Curl supports the config mode and as you can in your output it found this file /usr/local/lib/cmake/CURL/CURLConfig.cmake. Thus is not using the script provided by cmake (https://cmake.org/cmake/help/latest/module/FindCURL.html)! And thus completly different targets or variables might be set.
You can change that and use the cmake file, but you really shouldn’t,

And then there is one more thing. The old school cmake way of doing things is to have variables such as ${Boost_INCLUDE_DIRS} and ${Boost_LIBRARIES}. These contain the include headers and libraries. And then you would use target_include_directories and target_link_libraries and such stuff. This is how it used to be and quite often you will find thus find.cmake scripts which set these variables only. But this isn’t how you should do it.

Instead modern cmake works with targets. Each target knows its include directories, libraries, compiler requirements. It specifies with PUBLIC, INTERFACE or PRIVATE whether that information should be inherited to targets linking against the target. So the only thing you should do is link against the target and you will get all the inlcude directories and stuff automatically.

Ideally your code should look similar to this:

target_include_directories(my_target PUBLIC ${CMAKE_CURRENT_SOURCE_DIR}/include)
target_link_libraries(my_target PUBLIC spdlog::spdlog CURL::libcurl rapidjson::rapidjson boost::headers)

So don’t set any include directories that are not your own. Don’t link any rare libraries, but always cmake targets.

Most of the libraries that support config mode of find package provide such targets. The Find.cmake scripts often don’t. But the one for curl does and the one for boost as well (https://cmake.org/cmake/help/latest/module/FindBoost.html#imported-targets).
And for your own scripts or the ones you got from some github repository you can change them so they use imported targets instead.

For example:

This is an older FindProj.cmake file which uses the variables and defines no target.
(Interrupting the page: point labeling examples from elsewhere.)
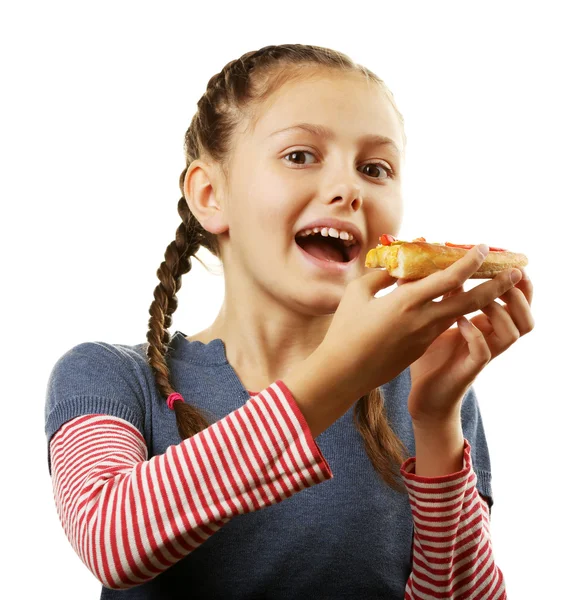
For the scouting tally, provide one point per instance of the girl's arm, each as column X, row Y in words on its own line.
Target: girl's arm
column 452, row 549
column 129, row 518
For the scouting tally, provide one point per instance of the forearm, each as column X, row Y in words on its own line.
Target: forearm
column 438, row 448
column 452, row 548
column 145, row 515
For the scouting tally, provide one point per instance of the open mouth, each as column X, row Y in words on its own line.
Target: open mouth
column 328, row 248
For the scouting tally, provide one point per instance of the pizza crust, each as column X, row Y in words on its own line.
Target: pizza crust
column 415, row 260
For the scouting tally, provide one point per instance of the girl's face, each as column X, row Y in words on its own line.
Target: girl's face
column 281, row 181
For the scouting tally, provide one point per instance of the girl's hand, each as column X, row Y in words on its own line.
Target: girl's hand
column 443, row 374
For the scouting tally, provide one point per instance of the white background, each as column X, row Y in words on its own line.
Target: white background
column 96, row 99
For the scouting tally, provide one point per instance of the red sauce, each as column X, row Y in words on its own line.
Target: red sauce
column 386, row 240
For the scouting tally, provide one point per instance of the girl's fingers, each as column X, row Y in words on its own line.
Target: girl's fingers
column 518, row 307
column 479, row 351
column 504, row 330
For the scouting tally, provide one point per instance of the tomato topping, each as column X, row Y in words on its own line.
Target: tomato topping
column 469, row 247
column 386, row 239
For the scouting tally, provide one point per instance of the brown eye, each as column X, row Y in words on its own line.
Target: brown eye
column 298, row 153
column 375, row 168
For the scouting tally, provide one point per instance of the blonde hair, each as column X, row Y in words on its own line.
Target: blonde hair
column 232, row 96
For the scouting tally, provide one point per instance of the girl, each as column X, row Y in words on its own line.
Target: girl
column 188, row 467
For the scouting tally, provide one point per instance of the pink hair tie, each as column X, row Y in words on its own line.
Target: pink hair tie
column 173, row 398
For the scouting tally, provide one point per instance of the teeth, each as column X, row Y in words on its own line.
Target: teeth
column 348, row 238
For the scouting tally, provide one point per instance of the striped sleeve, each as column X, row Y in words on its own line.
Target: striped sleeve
column 129, row 518
column 452, row 549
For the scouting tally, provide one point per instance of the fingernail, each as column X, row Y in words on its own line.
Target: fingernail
column 483, row 249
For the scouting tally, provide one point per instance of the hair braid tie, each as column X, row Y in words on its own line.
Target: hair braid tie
column 175, row 396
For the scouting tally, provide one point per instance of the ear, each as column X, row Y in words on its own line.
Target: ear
column 200, row 187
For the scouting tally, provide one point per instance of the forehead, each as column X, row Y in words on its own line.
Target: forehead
column 346, row 104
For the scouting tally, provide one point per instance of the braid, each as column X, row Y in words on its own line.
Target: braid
column 190, row 420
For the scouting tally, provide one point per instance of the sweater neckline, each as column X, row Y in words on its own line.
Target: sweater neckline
column 211, row 354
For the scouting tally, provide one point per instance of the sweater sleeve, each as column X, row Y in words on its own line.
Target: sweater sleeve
column 452, row 549
column 129, row 518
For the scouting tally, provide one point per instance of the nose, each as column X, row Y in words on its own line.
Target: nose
column 347, row 192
But here is a newer version which defines these targets:

So in summary:

  • Try to always use Config Mode if available
  • Really Really Try hard to use modern cmake targets and don’t work with these variables anymore. At least not the way you use them right now.
  • If some project doesn’t support config mode, file an issue at least and ideally make a PR to fix that. Same if they have some bug in it (like not defining all include dirs or such stuff)
  • If you use Find.cmake scripts update them to use imported targets
  • If you publish your own projects, then ensure they support config mode and define proper targets.
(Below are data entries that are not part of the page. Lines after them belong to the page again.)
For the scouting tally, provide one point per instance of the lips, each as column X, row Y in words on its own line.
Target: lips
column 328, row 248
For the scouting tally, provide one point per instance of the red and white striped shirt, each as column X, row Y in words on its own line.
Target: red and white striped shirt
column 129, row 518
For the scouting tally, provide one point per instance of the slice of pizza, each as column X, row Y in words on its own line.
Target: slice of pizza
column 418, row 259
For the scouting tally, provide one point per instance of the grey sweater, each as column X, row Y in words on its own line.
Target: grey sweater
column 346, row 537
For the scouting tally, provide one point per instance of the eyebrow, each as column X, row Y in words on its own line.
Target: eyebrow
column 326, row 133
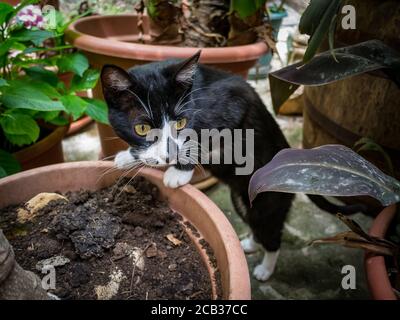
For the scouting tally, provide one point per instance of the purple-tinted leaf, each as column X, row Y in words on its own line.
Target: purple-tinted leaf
column 369, row 56
column 331, row 170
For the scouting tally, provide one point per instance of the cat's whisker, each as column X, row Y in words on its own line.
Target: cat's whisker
column 109, row 157
column 111, row 138
column 107, row 171
column 124, row 174
column 129, row 181
column 148, row 103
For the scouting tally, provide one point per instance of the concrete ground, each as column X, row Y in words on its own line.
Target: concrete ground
column 302, row 272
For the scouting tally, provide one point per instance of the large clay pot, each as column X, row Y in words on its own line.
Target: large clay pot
column 192, row 204
column 44, row 152
column 111, row 40
column 364, row 105
column 377, row 276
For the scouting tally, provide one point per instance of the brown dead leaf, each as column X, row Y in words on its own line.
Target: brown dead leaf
column 129, row 189
column 352, row 240
column 174, row 240
column 151, row 251
column 35, row 204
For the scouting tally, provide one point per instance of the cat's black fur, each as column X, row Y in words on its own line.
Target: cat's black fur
column 219, row 100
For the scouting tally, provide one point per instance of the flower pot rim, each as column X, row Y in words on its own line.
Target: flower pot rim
column 375, row 266
column 85, row 174
column 147, row 52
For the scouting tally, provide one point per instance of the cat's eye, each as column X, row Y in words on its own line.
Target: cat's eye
column 180, row 124
column 142, row 129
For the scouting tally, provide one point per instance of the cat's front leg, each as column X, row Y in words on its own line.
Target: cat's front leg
column 177, row 176
column 124, row 159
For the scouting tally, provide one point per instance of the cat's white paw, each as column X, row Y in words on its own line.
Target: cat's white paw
column 123, row 159
column 261, row 273
column 174, row 178
column 265, row 269
column 249, row 245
It’s really annoying that so many projects still use old cmake code. But you can help by investing some time in cmake (understanding how the whole stuff works with findPackage, targets, …), open up issues on the projects, fix some yourself, don’t do the same mistakes in your own published projects.

I do hope that the cmake teams implements some solutions in the future that make it easier to do stuff wrong.

1 Like

I really didn’t know that linking against the target automatically includes the dirs. That is really good knowledge for me I will fix my CMakeLists. Thank you for reply.